The Ledrappier-Walters formula
In this post I discuss the Ledrappier-Walters formula.
Set Up
EDIT: This post is still unfinished
Throughout, let \((X,d)\) be a compact metric space and \(T : X \rightarrow X\) a continuous map (which is our dynamical system). For \(\delta > 0\) and \(n \in \mathbb{N}\) we say a set \(E \subseteq X\) is delta separated if for any \(x \neq y \in E\) we have
\[\max_{0 \leq i < n} d(T^i(x), T^i(y)) \geq \delta.\]Let \(f : X \rightarrow \mathbb{R}\) be any function and define
\[f_n(x) := \sum_{i=0}^{n-1} f(T^i(x)).\]We can define the exponential accumulation by
\[S(f, T, \delta, n) := \inf\left\{\sum_{x \in E} \exp(f_n(x)) : E \subseteq X \text{ is a delta separated set} \right\}.\]The topological pressure is then defined as
\[P(f, T) := \lim_{\epsilon \rightarrow 0} \limsup_{n \rightarrow \infty} \frac{1}{n} \log(S(f,T,\delta,n)).\]Note that we recover the entropy if we let \(f = 0\) in the above definition, so
\[h(T) = P(0,T).\]One observation to make is that the space of \(T\)-invariant probability measures on \(X\) is compact (in the weak*-topology) and convex, with extreme points the ergodic measures (this can be found in Walters book).

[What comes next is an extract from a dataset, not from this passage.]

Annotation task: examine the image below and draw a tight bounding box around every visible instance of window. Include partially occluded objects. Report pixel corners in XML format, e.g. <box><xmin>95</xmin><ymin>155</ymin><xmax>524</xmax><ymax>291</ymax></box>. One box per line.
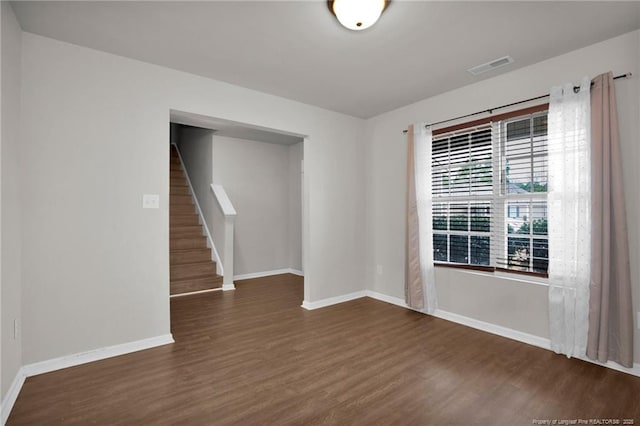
<box><xmin>432</xmin><ymin>111</ymin><xmax>549</xmax><ymax>274</ymax></box>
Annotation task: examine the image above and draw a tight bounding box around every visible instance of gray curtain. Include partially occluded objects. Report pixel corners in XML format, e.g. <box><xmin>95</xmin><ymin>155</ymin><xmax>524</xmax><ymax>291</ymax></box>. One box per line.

The next goal is to define measure theoretic entropy. Recall that a measurable partition for a measure space \((X, \mathcal{M}, \mu)\) is a collection of measurable subsets \(\xi := \{A_i\}\) such that the following hold:
(1) \(\mu \left( X \setminus \left(\bigcup_i A_i \right) \right) = 0.\)
(2) \(\mu(A_i \cap A_j) = 0\) for all $i \neq j$$.
A measurable partition is then a collection of subsets such that they cover \(X\) almost everywhere and they are almost everywhere disjoint. We will make the additional assumption that \(\mu(A_i) > 0\) for each \(i\), which just generally means we ignore the sets of measure \(0\) in our calculations. All measurable partitions are going to be either finite or countable with finite entropy.
Let \(\xi\) be a measurable partition. We define the entropy of \(\xi\) to be
\[H_\mu(\xi) := \sum_{i \in I} \mu(A_i) \log(\mu(A_i)).\]If one doesn’t want to ignore zero measure sets in their partition, then we use the same definition with the convention that \(0 \log(0) = 0\).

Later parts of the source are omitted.